生成所有“独特"的集合的子集(不是幂集) [英] Generate all "unique" subsets of a set (not a powerset)
问题描述
假设我们有一个集合 S
,其中包含一些子集:
Let's say we have a Set S
which contains a few subsets:
- [a,b,c]
- [a,b]
- [c]
- [d,e,f]
- [d,f]
- [e]
假设 S 包含六个唯一元素:a、b、c、d、e
和 f
.
Let's also say that S contains six unique elements: a, b, c, d, e
and f
.
我们如何才能找到所有可能的 S
子集,其中包含 S
的每个唯一元素恰好一次?
How can we find all possible subsets of S
that contain each of the unique elements of S
exactly once?
函数/方法的结果应该是这样的:
The result of the function/method should be something like that:
[[a,b,c], [d,e,f]];
[[a,b,c], [d,f], [e]];
[[a,b], [c], [d,e,f]];
[[a,b], [c], [d,f], [e]].
是否有任何最佳实践或任何标准方法来实现这一目标?
Is there any best practice or any standard way to achieve that?

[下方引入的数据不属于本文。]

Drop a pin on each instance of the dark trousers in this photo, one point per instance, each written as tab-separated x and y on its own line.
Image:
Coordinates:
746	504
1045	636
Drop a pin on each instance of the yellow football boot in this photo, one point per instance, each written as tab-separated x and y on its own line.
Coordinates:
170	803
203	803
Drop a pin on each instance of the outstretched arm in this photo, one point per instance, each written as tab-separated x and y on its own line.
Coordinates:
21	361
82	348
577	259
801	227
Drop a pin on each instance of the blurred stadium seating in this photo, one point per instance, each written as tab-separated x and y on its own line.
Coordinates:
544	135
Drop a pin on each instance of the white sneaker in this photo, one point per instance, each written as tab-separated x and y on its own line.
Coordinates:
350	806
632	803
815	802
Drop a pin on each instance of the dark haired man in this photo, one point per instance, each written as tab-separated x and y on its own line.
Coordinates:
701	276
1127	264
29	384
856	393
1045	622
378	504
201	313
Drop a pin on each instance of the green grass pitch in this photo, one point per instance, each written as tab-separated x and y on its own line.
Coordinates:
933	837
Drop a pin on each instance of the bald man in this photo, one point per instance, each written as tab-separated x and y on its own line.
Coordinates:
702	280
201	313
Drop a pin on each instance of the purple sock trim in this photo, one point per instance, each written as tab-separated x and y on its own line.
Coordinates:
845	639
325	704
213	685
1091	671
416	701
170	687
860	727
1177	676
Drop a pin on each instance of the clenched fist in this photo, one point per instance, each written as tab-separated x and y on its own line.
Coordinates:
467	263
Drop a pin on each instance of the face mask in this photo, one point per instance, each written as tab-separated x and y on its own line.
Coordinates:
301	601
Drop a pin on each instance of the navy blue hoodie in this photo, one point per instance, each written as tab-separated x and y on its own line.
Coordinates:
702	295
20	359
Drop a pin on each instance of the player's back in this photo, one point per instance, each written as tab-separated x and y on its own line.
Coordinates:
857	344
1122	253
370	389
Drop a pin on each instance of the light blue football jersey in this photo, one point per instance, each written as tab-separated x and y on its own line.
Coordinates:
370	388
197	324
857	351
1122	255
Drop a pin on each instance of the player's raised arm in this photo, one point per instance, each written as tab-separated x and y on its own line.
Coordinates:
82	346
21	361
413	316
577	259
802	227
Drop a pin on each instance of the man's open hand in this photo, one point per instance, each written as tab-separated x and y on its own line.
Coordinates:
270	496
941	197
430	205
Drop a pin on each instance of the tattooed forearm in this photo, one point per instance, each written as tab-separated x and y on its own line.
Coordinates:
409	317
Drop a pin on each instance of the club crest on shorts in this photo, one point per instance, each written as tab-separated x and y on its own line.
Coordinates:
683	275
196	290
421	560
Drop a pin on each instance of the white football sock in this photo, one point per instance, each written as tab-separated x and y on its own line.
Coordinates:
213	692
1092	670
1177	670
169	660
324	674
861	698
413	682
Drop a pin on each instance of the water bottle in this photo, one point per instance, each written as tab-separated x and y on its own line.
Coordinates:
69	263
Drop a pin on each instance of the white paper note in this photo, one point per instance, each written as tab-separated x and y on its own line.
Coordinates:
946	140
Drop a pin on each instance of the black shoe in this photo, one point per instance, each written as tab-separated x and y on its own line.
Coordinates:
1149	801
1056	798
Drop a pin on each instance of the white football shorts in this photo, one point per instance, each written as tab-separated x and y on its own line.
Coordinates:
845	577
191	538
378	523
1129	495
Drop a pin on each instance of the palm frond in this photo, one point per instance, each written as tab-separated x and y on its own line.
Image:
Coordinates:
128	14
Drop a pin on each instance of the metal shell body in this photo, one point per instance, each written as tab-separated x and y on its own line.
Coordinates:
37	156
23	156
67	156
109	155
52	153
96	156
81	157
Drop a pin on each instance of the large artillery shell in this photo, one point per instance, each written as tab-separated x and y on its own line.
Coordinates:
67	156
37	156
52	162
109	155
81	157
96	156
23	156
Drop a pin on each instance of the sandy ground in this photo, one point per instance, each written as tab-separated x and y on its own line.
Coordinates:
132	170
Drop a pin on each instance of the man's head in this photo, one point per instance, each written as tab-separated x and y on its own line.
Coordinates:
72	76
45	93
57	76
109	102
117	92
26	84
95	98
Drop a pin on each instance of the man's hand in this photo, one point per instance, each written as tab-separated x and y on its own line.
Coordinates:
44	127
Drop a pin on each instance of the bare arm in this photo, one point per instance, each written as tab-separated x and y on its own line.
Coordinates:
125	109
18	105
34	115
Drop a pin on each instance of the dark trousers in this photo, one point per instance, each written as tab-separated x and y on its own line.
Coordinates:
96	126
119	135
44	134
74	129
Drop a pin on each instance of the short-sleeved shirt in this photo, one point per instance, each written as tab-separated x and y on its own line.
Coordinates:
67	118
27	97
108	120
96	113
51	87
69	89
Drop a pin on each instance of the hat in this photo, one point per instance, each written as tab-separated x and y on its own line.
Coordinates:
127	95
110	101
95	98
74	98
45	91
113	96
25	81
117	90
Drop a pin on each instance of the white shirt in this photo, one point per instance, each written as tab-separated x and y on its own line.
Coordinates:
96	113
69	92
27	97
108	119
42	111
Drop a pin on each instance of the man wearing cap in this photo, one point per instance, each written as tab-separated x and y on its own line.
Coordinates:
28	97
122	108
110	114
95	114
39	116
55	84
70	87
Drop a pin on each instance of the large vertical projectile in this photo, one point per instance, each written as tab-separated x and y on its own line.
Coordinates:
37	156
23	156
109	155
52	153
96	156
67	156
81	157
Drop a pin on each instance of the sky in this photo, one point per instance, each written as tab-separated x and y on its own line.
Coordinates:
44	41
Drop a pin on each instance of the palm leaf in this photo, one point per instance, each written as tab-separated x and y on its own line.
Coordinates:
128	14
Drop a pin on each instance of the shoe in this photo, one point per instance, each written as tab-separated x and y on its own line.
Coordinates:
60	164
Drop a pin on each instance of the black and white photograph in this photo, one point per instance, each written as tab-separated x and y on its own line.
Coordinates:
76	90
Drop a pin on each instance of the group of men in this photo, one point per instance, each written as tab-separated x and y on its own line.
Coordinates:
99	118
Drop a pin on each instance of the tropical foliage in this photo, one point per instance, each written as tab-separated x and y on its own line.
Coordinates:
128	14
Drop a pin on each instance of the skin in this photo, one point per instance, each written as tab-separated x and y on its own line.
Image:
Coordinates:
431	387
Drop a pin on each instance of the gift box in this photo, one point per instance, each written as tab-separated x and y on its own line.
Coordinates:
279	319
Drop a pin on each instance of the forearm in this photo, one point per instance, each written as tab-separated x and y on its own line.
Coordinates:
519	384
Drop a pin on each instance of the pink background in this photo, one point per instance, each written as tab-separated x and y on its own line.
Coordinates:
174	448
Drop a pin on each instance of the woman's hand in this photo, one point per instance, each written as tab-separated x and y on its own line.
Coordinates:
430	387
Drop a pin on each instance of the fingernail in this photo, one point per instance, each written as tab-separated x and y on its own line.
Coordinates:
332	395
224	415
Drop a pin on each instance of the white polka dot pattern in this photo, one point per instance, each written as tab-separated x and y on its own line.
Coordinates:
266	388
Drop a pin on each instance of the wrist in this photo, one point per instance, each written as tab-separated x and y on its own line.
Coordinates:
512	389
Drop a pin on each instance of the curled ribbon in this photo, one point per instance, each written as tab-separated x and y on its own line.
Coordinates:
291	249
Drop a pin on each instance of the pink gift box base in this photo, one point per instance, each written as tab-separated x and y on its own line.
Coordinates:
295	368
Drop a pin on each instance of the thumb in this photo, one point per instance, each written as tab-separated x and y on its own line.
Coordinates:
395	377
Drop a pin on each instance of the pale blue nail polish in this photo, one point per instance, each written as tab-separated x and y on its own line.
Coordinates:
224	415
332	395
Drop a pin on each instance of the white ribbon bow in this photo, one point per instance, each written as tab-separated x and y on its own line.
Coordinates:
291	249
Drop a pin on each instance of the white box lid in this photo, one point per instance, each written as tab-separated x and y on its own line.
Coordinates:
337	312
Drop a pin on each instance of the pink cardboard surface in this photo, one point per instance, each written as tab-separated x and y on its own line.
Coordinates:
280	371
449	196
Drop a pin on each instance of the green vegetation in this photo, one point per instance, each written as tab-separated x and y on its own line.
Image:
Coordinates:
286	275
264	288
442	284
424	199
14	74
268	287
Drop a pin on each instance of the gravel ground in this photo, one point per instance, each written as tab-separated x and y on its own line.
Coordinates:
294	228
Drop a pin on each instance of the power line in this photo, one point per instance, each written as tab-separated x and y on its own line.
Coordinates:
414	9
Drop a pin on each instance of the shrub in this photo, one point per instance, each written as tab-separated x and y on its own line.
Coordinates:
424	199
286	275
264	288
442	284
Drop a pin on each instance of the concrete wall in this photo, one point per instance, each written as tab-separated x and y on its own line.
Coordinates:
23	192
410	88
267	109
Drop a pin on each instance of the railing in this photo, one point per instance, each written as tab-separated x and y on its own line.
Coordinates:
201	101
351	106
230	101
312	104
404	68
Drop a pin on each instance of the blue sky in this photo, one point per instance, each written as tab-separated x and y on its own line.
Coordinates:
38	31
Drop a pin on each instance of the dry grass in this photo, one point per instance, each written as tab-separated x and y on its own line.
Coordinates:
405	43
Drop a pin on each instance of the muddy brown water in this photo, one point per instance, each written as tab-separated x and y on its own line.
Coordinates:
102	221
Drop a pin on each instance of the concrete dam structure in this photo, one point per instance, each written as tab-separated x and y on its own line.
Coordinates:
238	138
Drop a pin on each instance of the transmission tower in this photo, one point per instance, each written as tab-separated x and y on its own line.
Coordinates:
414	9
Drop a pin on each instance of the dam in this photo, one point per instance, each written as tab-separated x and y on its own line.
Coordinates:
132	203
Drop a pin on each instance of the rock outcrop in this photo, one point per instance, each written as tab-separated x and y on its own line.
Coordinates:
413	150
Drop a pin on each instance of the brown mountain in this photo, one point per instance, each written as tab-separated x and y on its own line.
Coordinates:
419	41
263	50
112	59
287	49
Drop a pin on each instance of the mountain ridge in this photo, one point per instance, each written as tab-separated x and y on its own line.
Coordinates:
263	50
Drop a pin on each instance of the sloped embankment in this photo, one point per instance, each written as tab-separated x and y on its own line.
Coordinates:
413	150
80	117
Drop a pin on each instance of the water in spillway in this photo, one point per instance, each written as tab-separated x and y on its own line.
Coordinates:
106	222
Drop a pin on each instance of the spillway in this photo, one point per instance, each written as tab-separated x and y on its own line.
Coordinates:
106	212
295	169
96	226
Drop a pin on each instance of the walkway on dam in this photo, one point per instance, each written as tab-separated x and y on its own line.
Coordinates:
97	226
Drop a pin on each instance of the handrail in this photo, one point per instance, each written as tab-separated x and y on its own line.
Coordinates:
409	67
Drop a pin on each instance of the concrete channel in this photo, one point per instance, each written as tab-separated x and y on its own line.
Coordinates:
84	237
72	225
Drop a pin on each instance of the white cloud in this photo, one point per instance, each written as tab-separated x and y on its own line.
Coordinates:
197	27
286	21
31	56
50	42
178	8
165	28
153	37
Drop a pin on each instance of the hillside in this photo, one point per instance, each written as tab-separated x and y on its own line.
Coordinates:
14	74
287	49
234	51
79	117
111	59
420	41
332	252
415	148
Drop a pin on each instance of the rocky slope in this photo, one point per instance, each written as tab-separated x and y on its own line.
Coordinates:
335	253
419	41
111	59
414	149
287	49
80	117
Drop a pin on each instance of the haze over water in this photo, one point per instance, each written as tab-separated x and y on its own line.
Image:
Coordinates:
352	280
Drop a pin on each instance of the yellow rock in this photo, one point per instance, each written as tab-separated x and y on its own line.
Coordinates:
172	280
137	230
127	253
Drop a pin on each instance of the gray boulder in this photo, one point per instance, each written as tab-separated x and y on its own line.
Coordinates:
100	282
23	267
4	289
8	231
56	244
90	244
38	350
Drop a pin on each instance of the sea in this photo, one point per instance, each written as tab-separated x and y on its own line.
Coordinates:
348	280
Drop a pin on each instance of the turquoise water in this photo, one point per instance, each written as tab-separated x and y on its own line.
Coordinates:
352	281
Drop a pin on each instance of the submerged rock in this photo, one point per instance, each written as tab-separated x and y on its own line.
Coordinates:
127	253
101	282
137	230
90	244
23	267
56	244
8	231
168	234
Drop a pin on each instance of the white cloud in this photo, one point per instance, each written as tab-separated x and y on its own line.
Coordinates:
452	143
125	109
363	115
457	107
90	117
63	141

如果有伪代码、Ruby 或 Erlang 示例,我将不胜感激.
I would be grateful for a Pseudo-code, Ruby or Erlang example.
推荐答案
听起来你正在寻找的是 分区 集合/数组.
It sounds like what you are looking for are the partitions of a set/array.
这样做的一种方法是递归:
One way of doing this is recursively:
- 一个 1 元素数组 [x] 恰好有一个分区
- 如果 x 是 x = [head] + tail 形式的数组,则 x 的分区是通过获取 tail 的每个分区并将 head 添加到每个可能的来生成的.例如,如果我们生成 [3,2,1] 的分区,那么从 [2,1] 的分区 [[2,1]] 我们可以将 3 添加到 [2,1] 或作为单独的元素,这为我们提供了 [1,2,3] 的 5 个分区中的 2 个分区 [[3,2,1] 或 [[2,1], [3]]
ruby 实现有点像
def partitions(x)
if x.length == 1
[[x]]
else
head, tail = x[0], x[1, x.length-1]
partitions(tail).inject([]) do |result, tail_partition|
result + partitions_by_adding_element(tail_partition, head)
end
end
end
def partitions_by_adding_element(partition, element)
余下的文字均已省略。